Some residents said the pay-per-bag proposal is really a tax or a user fee and others urged the council to leave the system alone.

Ken Mann of Wolfe’s Neck Road said about 10 years ago the town went to referendum to prevent the single-hauler system and the public voted to change the charter to reflect that desire. He said even though he has heard the current proposal will not harm the livelihoods of the two independent trash haulers in town, he is doubtful.

“I think you’ll find that these guys contribute to the community,” he said. “These fellows feel that this proposal puts them at risk.”

Andrew Arsenault said he helped to circulate the petition to prohibit pay-per-bag. He said the petition gathered enough signatures for a referendum vote, and the public voted against the proposal.

“How do we start down a path to overturn the charter,” he said. “Why can’t we work within the rules we have now?”

Town engineer Al Presgraves said a basic pay-per-bag system would require all residents to purchase garbage bags for their household waste. The committee estimates the total solid waste volume will be reduced and the amount of recycling will increase.

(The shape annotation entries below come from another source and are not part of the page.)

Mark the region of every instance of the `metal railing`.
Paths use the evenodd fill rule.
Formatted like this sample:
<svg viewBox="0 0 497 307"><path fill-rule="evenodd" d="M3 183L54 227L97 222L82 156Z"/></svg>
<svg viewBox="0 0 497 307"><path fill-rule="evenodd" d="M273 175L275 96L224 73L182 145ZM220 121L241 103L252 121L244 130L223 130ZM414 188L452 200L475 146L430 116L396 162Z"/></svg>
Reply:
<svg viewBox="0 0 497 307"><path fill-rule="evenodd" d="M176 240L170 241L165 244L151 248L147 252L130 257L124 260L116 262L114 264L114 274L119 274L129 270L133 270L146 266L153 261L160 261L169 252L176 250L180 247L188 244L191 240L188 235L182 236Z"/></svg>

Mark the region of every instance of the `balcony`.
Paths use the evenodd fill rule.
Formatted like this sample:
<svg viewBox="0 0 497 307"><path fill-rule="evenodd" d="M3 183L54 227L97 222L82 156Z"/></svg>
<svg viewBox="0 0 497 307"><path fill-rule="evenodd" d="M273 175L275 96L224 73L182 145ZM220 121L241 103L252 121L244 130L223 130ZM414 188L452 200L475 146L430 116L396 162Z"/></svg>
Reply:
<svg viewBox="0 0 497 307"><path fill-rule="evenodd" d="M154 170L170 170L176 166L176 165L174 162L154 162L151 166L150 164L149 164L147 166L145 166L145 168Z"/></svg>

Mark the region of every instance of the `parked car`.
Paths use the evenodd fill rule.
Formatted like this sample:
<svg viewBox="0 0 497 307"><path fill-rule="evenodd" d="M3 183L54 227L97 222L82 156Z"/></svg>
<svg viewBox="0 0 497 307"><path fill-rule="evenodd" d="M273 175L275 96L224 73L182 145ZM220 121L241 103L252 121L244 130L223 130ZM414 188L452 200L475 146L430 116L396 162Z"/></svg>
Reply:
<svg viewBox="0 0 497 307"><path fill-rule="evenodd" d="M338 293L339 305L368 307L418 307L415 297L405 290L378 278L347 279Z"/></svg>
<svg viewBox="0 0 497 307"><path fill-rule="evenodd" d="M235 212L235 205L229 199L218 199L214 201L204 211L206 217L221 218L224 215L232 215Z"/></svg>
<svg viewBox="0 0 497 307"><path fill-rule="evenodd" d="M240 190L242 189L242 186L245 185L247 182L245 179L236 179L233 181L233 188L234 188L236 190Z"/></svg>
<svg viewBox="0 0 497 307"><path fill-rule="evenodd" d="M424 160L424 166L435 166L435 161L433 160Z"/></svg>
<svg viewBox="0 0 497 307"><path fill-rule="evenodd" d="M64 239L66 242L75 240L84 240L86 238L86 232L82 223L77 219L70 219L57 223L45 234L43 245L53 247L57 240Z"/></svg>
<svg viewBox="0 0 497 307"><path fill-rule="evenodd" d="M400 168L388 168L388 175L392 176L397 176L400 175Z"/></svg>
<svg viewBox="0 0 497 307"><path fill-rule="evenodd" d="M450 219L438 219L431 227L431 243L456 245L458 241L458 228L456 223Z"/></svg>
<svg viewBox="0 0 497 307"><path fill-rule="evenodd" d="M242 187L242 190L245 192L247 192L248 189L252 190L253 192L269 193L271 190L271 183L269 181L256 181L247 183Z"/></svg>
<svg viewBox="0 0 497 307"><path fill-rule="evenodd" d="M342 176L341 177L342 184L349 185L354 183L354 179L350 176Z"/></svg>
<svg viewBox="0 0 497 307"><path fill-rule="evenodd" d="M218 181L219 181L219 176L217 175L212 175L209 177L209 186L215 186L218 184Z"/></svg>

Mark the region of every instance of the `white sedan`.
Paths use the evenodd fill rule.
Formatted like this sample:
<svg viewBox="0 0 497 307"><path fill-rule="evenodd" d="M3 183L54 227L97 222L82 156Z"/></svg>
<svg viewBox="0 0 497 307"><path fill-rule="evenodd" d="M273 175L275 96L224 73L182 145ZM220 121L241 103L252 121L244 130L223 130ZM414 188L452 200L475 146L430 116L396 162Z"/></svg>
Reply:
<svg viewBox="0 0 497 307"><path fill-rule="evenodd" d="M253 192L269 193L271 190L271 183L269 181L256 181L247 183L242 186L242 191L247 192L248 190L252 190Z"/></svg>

He said the money generated by the bag sales would replace the cost in the municipal budget and would prove to be an incentive for residents to recycle more and create less trash.

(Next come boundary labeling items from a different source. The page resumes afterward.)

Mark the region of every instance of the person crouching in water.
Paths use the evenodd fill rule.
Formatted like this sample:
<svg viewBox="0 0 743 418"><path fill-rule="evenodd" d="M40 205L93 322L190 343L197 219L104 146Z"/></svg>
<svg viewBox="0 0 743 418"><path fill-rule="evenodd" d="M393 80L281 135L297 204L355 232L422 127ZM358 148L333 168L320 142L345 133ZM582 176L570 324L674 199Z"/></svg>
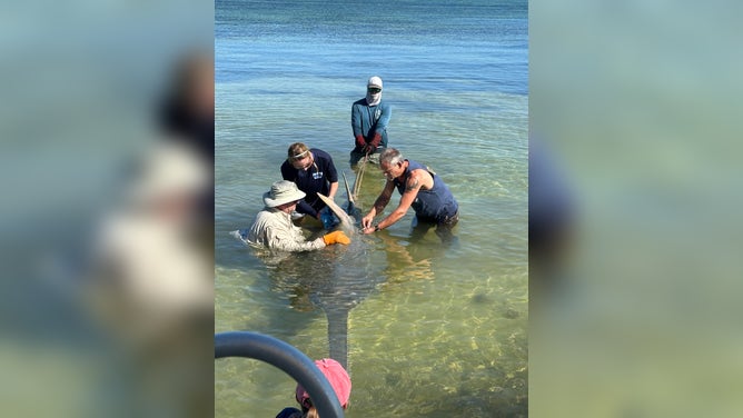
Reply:
<svg viewBox="0 0 743 418"><path fill-rule="evenodd" d="M284 251L307 251L334 243L350 243L343 231L329 232L307 241L301 228L291 221L291 212L304 197L305 192L291 181L280 180L271 185L271 189L264 193L266 207L256 215L252 226L242 238L251 245ZM242 231L240 235L244 235Z"/></svg>
<svg viewBox="0 0 743 418"><path fill-rule="evenodd" d="M340 407L346 409L348 407L348 398L350 398L350 377L346 369L340 366L340 364L331 358L324 358L321 360L316 360L315 366L317 366L323 375L328 379L330 386L338 397L338 402ZM305 390L301 385L297 385L295 391L295 398L301 410L297 408L285 408L283 409L276 418L318 418L317 409L313 405L313 400L309 399L309 394Z"/></svg>
<svg viewBox="0 0 743 418"><path fill-rule="evenodd" d="M287 152L287 159L281 163L281 177L294 181L307 195L297 203L296 211L317 218L325 229L331 229L337 223L335 217L317 193L334 199L338 191L338 170L333 158L321 149L310 149L301 142L290 145Z"/></svg>

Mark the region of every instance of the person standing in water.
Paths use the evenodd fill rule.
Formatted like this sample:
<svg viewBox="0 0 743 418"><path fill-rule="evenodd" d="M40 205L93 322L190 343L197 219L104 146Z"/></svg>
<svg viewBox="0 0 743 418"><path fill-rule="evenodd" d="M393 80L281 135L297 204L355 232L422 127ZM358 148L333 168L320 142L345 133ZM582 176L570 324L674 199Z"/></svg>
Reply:
<svg viewBox="0 0 743 418"><path fill-rule="evenodd" d="M395 148L385 149L379 156L379 168L387 182L374 202L371 210L361 219L364 233L374 233L400 220L409 208L416 220L450 229L459 220L459 205L440 177L426 166L403 158ZM374 217L382 213L397 189L400 202L386 218L373 225Z"/></svg>
<svg viewBox="0 0 743 418"><path fill-rule="evenodd" d="M351 106L350 126L354 131L354 149L350 151L350 163L357 163L369 156L373 162L387 148L387 125L392 118L392 107L382 100L382 79L369 78L366 83L366 97Z"/></svg>

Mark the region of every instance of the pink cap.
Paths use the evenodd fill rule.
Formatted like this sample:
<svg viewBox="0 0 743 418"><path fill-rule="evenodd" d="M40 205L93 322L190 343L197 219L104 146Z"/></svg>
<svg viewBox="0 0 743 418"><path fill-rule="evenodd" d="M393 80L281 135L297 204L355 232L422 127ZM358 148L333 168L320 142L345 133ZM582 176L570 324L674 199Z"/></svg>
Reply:
<svg viewBox="0 0 743 418"><path fill-rule="evenodd" d="M330 386L336 391L338 396L338 401L340 406L346 408L348 406L348 398L350 398L350 377L346 369L340 366L340 364L331 358L324 358L321 360L315 360L315 366L323 371L325 378L328 379ZM308 404L305 404L309 399L309 394L301 387L297 385L297 401L305 406L309 407Z"/></svg>

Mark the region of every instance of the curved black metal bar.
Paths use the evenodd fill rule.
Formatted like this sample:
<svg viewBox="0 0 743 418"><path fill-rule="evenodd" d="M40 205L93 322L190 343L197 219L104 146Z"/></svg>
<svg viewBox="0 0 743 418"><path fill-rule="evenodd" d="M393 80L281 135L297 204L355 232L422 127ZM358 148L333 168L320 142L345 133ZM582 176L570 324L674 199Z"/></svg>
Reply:
<svg viewBox="0 0 743 418"><path fill-rule="evenodd" d="M294 346L257 332L215 334L215 358L246 357L277 367L307 389L323 418L343 418L335 390L315 362Z"/></svg>

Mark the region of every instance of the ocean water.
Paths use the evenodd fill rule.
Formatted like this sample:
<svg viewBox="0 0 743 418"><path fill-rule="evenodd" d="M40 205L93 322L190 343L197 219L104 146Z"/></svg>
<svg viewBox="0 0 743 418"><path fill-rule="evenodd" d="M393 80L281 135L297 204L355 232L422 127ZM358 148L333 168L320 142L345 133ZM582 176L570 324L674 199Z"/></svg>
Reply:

Resident Rod Regier participated in the committee work and is a board member at ecomaine, the regional waste management company. He said the proposal is not a single-hauler issue.

If the proposal would harm haulers, Regier said, his name would not be on the report.

“There are two questions to answer as you reflect on the recommendation of the solid waste committee,” he said. “Ask if this makes sense. I think it’s self evident.”

Secondly, he asked the councilors to make sure the money generated by the pay-per-bag proposal does not become a hidden tax system.

Bags are estimated to cost about $1.25, and would shift the cost of waste disposal from the municipal budget to individual households. All residents would see a reduction in property taxes, and savings would be greater for those who recycle more and generate less waste. The proposal estimates total savings of between $43,000 and $96,000 annually.

Both independent haulers – Frank Waterman and Danny Wentworth – also spoke to the council.

Wentworth suggested removing newspapers and magazines from the waste stream in order to save money and Waterman said he would be willing to haul recyclables to the recycling center.

“Let’s try a positive approach instead of a negative way,” Wentworth said.

Chairman Jim Cassida said the council would review the committee’s proposal, ask follow-up questions and talk to the community before making any decisions.